Express News Service
NEW DELHI: With 1,515 cases of coronavirus reported in the past 24 hours, the national capital is once again heading towards another surge of infections. This is the highest number of cases since December 16 when 1,547 people tested positive for the virus. The number of active cases has surpassed the 5000 mark, as per daily health bulletin.
So is Delhi going the Maharashtra-way? “There will be a huge surge, cases will increase now for the time being but the situation won’t be as grave as it was in November. Considering the figures of infection, the fatality count is still low in Maharashtra so it can be assumed that the mutant may not be that grave.

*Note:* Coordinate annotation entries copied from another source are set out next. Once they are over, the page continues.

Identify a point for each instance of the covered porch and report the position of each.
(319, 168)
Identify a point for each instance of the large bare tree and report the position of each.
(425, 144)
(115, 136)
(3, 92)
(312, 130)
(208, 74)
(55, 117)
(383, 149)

Also the virus so far as observed is infecting new people, re-infection cases are not much,” said Dr Jugal Kishore, HoD of community medicine at Safdarjung Hospital.
The Union Health Ministry on Wednesday rang alarm bells with declaration that a new ‘double mutant’ variant, which was first detected in Maharashtra’s Nagpur in December, has now spread to 18 states.
“It is the pattern of a virus. It takes around three months to turn into a super spreader. The same had happened in the UK as well, the second wave emerged three months after the local variant was identified. So the best way is to vaccinate as many people possible, the process needs to speed up,” stated Dr Ajeet Jain, Nodal Officer for Covid at Rajiv Gandhi Super Specialty Hospital.
Dr Kishore, however, mentioned that it is important to establish the variant existing in Delhi at first. “Also borders are open, people are now moving more, everyday people are arriving from parts of Maharashtra and so similar viruses also exist in the city.
Another reason is with pandemic going to very low level and the arrival of vaccines, people flaunted all rules and without precautions moving out,” he mentioned. The Delhi government, meanwhile, has started conducting random testing to arrest the growth of virus. The total number of people infected stands at 6,52,742. The death count has reached 10,978, with a single-day addition of five.